On 10/28/15 6:02 AM, Daniel Murphy wrote:
On 28/10/2015 4:29 PM, tsbockman wrote:

I would say none, since *the template* contains no unreachable code, and
the compiler can easily trim unreachable code from any *instantiation*
which needs it, without bothering me about it.

If it's unreachable or not depends on what the template is instantiated
with, there is no clear concept of unreachable code without knowing the
template parameters.

You're not thinking from the user's point of view. It's a statement. I wrote it because I want it to work in certain instantiations. The compiler is incorrectly complaining that it can't be reached, because I can reach it by calling it a different way (easy to prove).

The warning should either be eliminated, or fixed so it's accurate. This reminds me of people adding empty try/catch clauses to Java to shut the compiler up about the checked exceptions.


bool func(T)(T value) if (isUnsigned!T)
{
     if (value < 0)
         return true;
     return false;
}

Here the first return is definitely dead code for any instantiation, but
to know this the compiler would have to reverse-engineer properties from
the template constraints, which is not generally possible.

I'm OK with the compiler giving up and not warning here. This warning is an optimization, and a *warning*, not an error.

If most people actually *want* these warnings, then great - there's no
bug.
But, if most find the warnings conflict with how they want to use
templates, as I do - why not just change it?

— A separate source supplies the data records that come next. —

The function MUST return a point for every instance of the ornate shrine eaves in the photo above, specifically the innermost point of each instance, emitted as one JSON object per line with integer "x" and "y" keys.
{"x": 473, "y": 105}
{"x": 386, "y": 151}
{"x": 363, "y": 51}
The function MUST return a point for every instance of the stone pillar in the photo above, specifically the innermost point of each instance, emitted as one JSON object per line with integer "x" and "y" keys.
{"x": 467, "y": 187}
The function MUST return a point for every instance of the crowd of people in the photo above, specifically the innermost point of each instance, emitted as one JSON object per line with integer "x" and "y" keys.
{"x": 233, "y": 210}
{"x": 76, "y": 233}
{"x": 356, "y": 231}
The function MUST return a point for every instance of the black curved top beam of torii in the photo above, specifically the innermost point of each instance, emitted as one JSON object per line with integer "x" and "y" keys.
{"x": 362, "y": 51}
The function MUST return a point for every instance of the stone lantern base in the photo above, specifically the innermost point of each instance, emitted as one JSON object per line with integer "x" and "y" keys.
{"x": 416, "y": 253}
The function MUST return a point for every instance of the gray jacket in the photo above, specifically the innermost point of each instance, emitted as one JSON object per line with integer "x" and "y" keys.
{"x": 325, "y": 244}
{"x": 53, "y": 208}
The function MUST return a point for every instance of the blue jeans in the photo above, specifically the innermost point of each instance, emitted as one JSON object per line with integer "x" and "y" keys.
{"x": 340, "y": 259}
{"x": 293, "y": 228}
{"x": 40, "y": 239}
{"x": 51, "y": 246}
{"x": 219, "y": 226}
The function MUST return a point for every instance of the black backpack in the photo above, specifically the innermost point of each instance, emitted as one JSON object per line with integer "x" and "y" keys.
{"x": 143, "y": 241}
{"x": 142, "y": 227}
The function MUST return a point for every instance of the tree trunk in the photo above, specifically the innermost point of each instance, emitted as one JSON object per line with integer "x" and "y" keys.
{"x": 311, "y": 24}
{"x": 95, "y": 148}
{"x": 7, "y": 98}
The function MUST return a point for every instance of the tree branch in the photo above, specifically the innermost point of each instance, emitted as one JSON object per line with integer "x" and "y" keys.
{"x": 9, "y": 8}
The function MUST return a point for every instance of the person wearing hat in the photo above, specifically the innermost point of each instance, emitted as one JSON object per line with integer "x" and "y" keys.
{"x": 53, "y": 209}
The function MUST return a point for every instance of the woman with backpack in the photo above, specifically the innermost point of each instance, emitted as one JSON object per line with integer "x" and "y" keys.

I don't want these warnings, so I don't generally build with warnings
enabled.

As will others who do want warnings, but don't want to deal with the compiler making false accusations :)

The "reality" of D templates is whatever the D community chooses to make
it, subject to technical feasibility.

As one of the core compiler devs, I'm saying it sounds infeasible.  I
don't think either of your suggested solutions are implementable.
Templates just do not work that way.

What about disabling unreachability detection if a static branch (either explicit or implied by const folding) depends on a template variable?

If we can't fix this, I think we're better off without the warning.